The status tests come with a health warning! In the same way that case law is a matter of interpretation, with HMRC often at odds with others, the same can be said of the status tests. The courts give indications of the weight they apply to particular tests but these can vary depending upon the facts of the individual case and over the years the level of importance given to particular tests can change significantly.

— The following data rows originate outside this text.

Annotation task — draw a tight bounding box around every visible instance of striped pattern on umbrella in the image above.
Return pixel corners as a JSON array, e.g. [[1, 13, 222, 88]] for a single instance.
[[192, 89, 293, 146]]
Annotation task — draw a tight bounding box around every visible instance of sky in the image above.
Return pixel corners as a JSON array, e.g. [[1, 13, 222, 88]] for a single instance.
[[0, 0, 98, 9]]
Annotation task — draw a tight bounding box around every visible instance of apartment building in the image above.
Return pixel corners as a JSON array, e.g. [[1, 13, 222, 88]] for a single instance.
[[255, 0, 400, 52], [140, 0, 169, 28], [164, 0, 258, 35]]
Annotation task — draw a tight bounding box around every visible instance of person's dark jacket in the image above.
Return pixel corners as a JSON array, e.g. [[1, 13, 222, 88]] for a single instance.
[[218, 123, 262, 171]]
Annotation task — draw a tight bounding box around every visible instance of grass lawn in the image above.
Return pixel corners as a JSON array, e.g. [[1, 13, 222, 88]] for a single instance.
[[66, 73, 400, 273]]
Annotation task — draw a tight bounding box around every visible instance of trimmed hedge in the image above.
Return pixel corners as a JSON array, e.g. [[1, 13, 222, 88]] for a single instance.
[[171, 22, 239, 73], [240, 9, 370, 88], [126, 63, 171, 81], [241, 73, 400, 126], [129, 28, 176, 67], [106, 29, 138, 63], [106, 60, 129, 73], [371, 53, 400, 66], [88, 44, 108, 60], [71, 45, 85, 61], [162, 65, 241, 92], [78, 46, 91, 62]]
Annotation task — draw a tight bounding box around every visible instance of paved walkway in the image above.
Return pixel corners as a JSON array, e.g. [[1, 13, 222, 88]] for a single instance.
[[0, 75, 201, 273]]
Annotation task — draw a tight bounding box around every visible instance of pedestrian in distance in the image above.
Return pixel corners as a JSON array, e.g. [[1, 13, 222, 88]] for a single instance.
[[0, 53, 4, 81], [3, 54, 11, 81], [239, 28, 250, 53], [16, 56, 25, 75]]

Each time HMRC considers status they issue form Annex A which lists the factors that HMRC currently (2007) consider relevant as follows:
- whether there is an ultimate right of control on the part of the engager over what tasks have to be done, where the services have to be performed, when they have to be performed and how they have to be performed
- whether personal service is required
- whether the worker has the right to provide a substitute or engage helpers
- who has to provide the equipment and/or materials
- whether the worker has a real risk of financial loss
- whether the worker has the opportunity to profit from sound management for example by reducing overheads and organising work effectively
- the basis of payment
- whether there are 'employee type' benefits for example sick pay, holiday pay etc
- whether the worker works exclusively for the engager
- whether the worker is part and parcel of the engagers business or organisation
- whether there is a right of dismissal by notice of a specific length
- factors personal to the worker for example, number of engagements and business organisation
- the intention of the engager and worker as regards employment status
As you will see from the section 'The case law' and how it relates to the contract, HMRC’s list does not include mutuality of obligation, a factor most specialists consider to be fundamental to status. Hence the opening health warning!